When faced with a model of the world (in physics, neuroscience, economics, ecology), how should you judge that theory? Cyrus Samii suggests 5 ways. Here is number 2:
2. If any result can be engineered then results themselves have no special ontological status.
This is another way of asking whether a model has empirical content, which we typically take as falsifiability. Yet Karl Popper suggested:
The empirical content of a statement increases with its degree of falsifiability: the more a statement forbids, the more it says about the world of experience.
And he suggested “two criteria determine the empirical content of a theory are their level of universality (Allgemeinheit) and their degree of precision (Bestimmtheit).”
I also really like the question at the start of number 4:
How complicated can the problems be that we allow our agents to solve in a model? Is a dynamic program ever admissible as a reasonable assumption on the objective function of an agent?
Recommendation – no paper on models should be published or talked about unless it makes specific, testable predictions of how the model can be tested.
I actually disagree with this rather strenuously. There are several reasons to make models, only one of which is to make predictions. Another is to confirm hypotheses.

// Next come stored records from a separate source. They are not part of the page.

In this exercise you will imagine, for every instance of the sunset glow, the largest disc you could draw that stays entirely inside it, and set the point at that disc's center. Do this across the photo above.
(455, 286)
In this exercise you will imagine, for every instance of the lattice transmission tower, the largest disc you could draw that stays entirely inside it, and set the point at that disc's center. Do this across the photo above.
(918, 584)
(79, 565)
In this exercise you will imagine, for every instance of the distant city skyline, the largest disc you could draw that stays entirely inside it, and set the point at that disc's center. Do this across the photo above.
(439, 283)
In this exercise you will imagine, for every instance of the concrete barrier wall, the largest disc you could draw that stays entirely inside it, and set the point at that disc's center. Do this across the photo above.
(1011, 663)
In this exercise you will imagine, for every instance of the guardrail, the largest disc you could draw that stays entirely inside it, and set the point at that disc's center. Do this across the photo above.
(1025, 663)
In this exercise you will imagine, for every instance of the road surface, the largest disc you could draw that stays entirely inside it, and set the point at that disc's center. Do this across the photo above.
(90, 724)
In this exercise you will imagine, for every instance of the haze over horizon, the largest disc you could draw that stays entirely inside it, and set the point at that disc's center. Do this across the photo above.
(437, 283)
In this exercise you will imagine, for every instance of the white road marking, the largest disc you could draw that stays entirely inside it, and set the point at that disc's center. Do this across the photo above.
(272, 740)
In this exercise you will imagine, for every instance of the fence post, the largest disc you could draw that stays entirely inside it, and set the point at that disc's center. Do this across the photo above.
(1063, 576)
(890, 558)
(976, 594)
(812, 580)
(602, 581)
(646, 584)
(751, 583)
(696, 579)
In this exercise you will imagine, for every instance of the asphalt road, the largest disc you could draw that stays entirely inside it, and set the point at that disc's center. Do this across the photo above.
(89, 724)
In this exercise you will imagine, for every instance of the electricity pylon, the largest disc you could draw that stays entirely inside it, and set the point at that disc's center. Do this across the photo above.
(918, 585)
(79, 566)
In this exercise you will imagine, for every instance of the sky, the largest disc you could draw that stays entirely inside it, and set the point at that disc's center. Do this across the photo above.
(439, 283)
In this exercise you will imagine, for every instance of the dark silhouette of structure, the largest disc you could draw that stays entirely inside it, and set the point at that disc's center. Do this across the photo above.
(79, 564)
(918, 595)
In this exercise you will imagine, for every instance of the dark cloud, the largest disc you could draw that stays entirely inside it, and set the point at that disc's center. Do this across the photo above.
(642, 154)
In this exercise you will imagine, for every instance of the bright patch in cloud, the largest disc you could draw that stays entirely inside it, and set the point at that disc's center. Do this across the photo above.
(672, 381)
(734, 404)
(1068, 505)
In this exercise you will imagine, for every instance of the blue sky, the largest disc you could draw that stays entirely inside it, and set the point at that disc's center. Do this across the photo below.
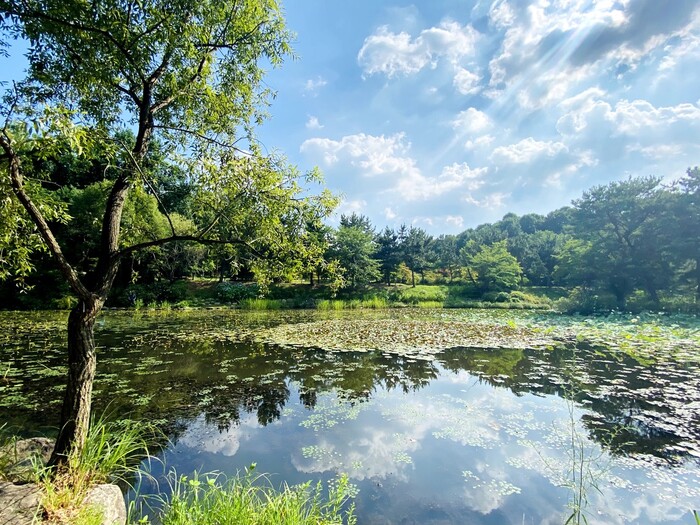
(446, 114)
(450, 113)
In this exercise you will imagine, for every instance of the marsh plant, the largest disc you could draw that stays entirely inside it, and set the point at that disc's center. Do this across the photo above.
(112, 454)
(587, 464)
(209, 499)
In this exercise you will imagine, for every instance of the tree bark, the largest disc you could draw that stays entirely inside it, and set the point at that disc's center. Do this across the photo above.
(75, 413)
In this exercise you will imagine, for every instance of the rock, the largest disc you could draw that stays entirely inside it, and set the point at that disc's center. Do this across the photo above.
(19, 504)
(110, 500)
(19, 457)
(34, 447)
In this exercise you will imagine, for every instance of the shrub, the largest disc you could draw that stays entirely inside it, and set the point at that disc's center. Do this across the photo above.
(586, 301)
(251, 499)
(236, 292)
(420, 293)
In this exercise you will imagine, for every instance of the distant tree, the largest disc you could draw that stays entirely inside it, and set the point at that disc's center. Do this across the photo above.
(686, 215)
(416, 251)
(447, 254)
(496, 268)
(354, 247)
(388, 252)
(621, 222)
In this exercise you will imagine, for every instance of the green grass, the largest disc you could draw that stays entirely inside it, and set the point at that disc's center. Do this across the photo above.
(373, 303)
(421, 293)
(212, 499)
(430, 304)
(112, 454)
(261, 304)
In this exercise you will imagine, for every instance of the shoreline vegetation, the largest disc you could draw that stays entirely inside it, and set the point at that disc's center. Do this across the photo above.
(211, 293)
(250, 496)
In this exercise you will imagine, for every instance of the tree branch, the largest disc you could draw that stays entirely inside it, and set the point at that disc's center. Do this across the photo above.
(202, 136)
(183, 238)
(44, 230)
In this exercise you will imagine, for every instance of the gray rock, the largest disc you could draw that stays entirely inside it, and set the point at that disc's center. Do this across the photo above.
(18, 457)
(110, 500)
(20, 504)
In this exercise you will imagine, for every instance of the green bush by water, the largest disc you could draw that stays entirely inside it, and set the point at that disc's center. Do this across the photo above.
(261, 304)
(212, 500)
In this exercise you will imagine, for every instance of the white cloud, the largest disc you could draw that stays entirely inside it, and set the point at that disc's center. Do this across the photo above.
(452, 178)
(548, 48)
(455, 220)
(374, 155)
(351, 206)
(313, 123)
(492, 201)
(479, 142)
(314, 85)
(656, 152)
(526, 151)
(589, 117)
(466, 82)
(472, 121)
(394, 54)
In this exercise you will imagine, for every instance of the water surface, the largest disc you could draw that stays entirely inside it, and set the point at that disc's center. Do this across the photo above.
(460, 435)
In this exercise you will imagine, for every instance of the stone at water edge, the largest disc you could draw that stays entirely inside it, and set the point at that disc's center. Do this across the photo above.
(19, 504)
(110, 500)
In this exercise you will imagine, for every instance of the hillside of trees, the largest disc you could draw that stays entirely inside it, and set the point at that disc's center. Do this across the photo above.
(632, 240)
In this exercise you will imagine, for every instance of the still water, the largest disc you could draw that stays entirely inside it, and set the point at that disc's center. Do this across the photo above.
(459, 436)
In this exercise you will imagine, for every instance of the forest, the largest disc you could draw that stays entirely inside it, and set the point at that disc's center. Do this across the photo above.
(628, 245)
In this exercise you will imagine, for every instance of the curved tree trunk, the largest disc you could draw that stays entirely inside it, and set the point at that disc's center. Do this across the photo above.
(75, 413)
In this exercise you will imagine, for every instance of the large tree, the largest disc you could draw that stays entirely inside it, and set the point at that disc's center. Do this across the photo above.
(354, 248)
(622, 221)
(186, 72)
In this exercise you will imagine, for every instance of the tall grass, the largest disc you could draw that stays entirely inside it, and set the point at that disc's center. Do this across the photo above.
(261, 304)
(372, 303)
(212, 499)
(8, 455)
(112, 454)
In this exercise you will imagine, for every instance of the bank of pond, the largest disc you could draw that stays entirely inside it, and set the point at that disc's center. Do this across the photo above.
(428, 416)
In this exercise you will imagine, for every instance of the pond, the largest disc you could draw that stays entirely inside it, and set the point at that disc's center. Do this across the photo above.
(438, 417)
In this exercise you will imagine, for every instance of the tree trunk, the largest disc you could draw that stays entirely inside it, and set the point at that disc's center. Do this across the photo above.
(75, 413)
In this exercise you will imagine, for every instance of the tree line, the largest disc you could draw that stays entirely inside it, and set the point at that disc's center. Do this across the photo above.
(637, 236)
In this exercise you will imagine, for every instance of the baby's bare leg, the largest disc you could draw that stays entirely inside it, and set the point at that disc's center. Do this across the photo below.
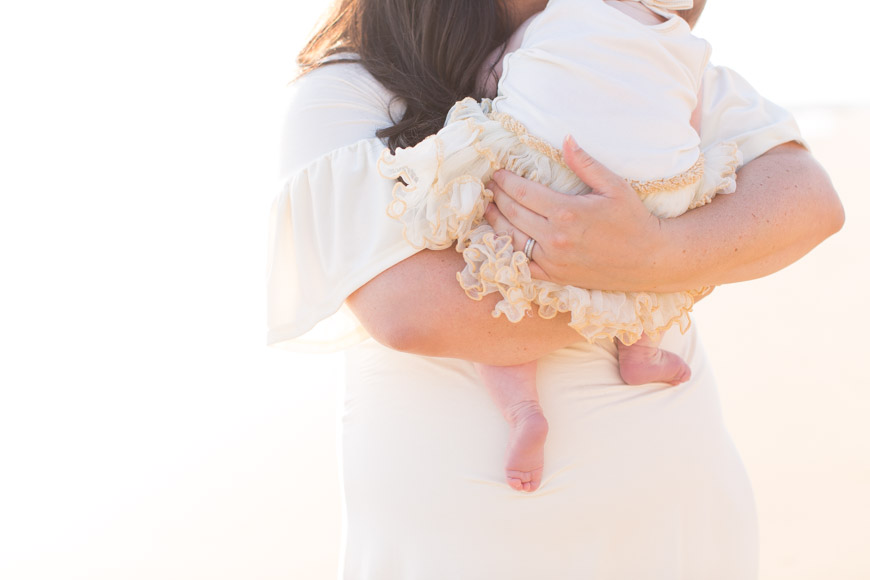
(515, 392)
(644, 362)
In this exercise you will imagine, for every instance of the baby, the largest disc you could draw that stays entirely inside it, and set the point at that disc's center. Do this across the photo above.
(624, 76)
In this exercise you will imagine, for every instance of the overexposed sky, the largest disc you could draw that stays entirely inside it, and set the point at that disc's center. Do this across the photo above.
(138, 154)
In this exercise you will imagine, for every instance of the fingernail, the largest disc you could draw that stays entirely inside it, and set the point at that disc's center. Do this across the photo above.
(571, 144)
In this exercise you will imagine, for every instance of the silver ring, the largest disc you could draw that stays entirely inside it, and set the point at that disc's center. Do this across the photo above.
(530, 246)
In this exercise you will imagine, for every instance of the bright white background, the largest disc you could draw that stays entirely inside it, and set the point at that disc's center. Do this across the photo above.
(145, 430)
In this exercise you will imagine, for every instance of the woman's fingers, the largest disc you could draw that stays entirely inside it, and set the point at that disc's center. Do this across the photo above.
(526, 193)
(513, 215)
(501, 225)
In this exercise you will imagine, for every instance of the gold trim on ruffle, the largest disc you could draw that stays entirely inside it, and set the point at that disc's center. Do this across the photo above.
(527, 138)
(690, 177)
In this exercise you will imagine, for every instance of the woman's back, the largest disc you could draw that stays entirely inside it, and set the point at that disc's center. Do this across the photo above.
(641, 483)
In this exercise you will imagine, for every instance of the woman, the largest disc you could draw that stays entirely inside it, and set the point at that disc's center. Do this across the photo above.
(641, 482)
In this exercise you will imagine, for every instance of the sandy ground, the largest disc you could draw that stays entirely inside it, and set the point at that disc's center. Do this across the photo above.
(796, 395)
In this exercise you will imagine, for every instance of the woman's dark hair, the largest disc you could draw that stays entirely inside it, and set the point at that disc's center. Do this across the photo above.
(428, 53)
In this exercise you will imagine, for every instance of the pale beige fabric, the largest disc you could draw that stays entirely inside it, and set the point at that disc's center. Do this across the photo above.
(639, 484)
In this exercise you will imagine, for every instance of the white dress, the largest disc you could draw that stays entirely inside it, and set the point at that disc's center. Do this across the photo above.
(626, 91)
(640, 483)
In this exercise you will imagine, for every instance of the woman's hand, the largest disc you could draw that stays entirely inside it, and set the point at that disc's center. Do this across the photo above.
(784, 206)
(595, 241)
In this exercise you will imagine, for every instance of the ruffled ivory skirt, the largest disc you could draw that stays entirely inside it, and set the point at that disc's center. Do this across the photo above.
(640, 483)
(440, 199)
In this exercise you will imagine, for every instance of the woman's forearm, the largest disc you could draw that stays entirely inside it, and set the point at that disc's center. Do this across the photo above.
(784, 206)
(417, 306)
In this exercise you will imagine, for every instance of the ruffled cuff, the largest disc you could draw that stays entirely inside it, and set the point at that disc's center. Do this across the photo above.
(440, 195)
(493, 267)
(720, 173)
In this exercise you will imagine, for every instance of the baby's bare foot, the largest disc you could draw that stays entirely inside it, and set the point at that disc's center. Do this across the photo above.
(525, 457)
(640, 364)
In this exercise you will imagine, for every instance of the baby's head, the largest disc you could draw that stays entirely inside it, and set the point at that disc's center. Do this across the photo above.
(692, 14)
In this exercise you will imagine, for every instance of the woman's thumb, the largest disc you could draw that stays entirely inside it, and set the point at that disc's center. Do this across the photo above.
(590, 171)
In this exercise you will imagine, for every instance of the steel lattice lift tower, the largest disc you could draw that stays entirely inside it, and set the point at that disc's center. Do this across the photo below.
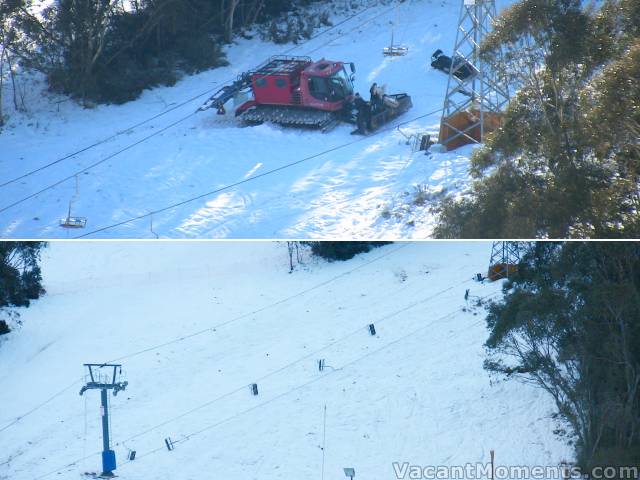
(475, 96)
(104, 383)
(505, 257)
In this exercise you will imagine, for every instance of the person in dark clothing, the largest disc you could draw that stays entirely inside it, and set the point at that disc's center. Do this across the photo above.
(363, 119)
(375, 99)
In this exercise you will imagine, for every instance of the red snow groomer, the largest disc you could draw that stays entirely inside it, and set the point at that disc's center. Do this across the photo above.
(292, 90)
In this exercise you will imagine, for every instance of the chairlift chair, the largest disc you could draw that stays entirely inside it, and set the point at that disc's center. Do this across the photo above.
(70, 221)
(73, 222)
(394, 50)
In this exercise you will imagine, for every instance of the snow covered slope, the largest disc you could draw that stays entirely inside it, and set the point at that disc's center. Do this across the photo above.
(340, 194)
(195, 324)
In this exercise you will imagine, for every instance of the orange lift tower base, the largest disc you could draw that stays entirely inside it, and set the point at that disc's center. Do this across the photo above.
(474, 103)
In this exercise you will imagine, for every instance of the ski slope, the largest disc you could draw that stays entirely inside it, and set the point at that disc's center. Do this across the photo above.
(179, 157)
(194, 324)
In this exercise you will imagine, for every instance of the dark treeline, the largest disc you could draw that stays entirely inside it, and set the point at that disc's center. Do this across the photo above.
(20, 276)
(570, 324)
(110, 50)
(566, 162)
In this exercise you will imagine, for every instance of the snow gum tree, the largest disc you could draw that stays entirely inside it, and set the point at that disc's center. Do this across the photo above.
(565, 162)
(20, 275)
(569, 325)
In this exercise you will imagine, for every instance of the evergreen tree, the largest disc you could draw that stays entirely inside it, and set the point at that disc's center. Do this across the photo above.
(566, 162)
(341, 250)
(569, 324)
(20, 276)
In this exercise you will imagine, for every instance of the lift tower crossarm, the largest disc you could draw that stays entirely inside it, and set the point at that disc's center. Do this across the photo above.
(104, 383)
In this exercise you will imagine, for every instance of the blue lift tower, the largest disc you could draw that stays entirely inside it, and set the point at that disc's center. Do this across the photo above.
(104, 377)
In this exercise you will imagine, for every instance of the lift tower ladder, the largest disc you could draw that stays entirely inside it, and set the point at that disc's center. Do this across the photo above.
(473, 103)
(505, 257)
(97, 380)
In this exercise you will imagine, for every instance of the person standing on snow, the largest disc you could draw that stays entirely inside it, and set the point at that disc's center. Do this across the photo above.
(375, 99)
(363, 119)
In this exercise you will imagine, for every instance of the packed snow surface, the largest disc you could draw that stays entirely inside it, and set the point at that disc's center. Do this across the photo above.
(362, 189)
(194, 324)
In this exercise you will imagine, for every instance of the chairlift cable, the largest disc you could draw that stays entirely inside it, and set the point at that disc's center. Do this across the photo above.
(248, 179)
(282, 395)
(209, 329)
(164, 112)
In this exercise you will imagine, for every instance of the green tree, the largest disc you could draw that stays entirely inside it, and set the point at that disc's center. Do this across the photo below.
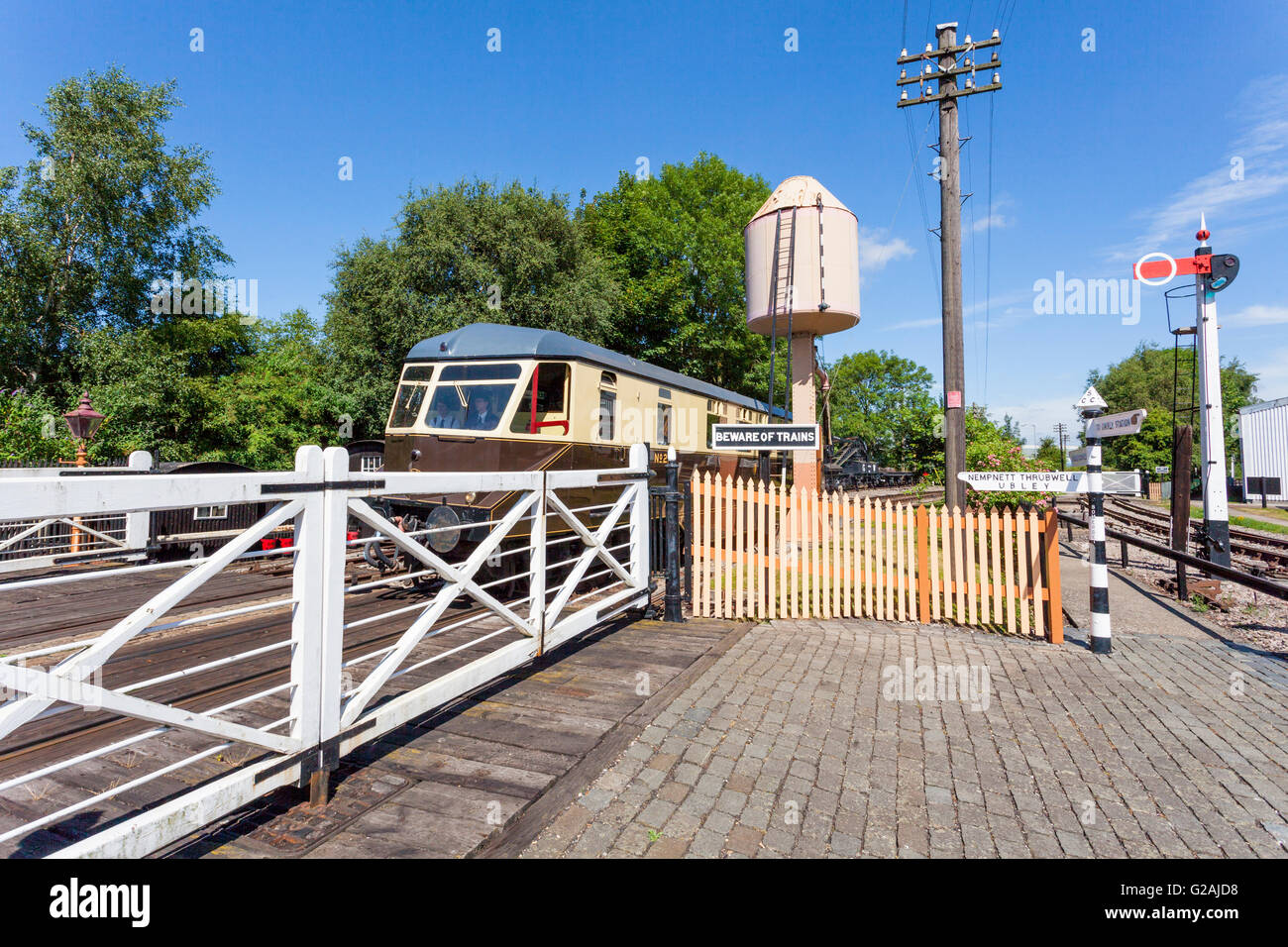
(278, 398)
(468, 253)
(33, 429)
(1048, 455)
(102, 209)
(1145, 379)
(674, 244)
(885, 399)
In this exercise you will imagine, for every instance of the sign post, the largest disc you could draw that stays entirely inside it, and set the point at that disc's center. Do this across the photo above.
(765, 437)
(1091, 406)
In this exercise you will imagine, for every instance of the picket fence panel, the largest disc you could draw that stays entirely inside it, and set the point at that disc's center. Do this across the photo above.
(763, 552)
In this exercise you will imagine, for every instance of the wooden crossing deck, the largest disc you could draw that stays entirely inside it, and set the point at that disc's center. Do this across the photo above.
(483, 776)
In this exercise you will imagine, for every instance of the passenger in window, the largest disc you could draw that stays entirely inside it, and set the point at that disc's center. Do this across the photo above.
(481, 415)
(442, 414)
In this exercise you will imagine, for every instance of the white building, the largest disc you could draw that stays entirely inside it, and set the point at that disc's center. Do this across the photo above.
(1263, 449)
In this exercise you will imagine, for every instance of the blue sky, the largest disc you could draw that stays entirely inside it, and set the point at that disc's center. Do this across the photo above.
(1098, 157)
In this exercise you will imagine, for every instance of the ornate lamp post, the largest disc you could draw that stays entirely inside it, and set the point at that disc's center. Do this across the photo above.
(82, 423)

Let’s say that you think that honeybees are dying because of the excessive use of mint toothpaste and you collect data to prove it. The problem is that data is simply a collection of facts (or “facts”) with no organizing structure. A model can give those facts that structure: you put what you know together with some of the data, and see if what you know is sufficient to replicate the observations of the world. Of course, you have to interpret these types of models carefully; they are not predictive models in the sense that they tell you anything about the world. Rather, they tell you about whether you have a consistent and complete story. But it’s still just a story.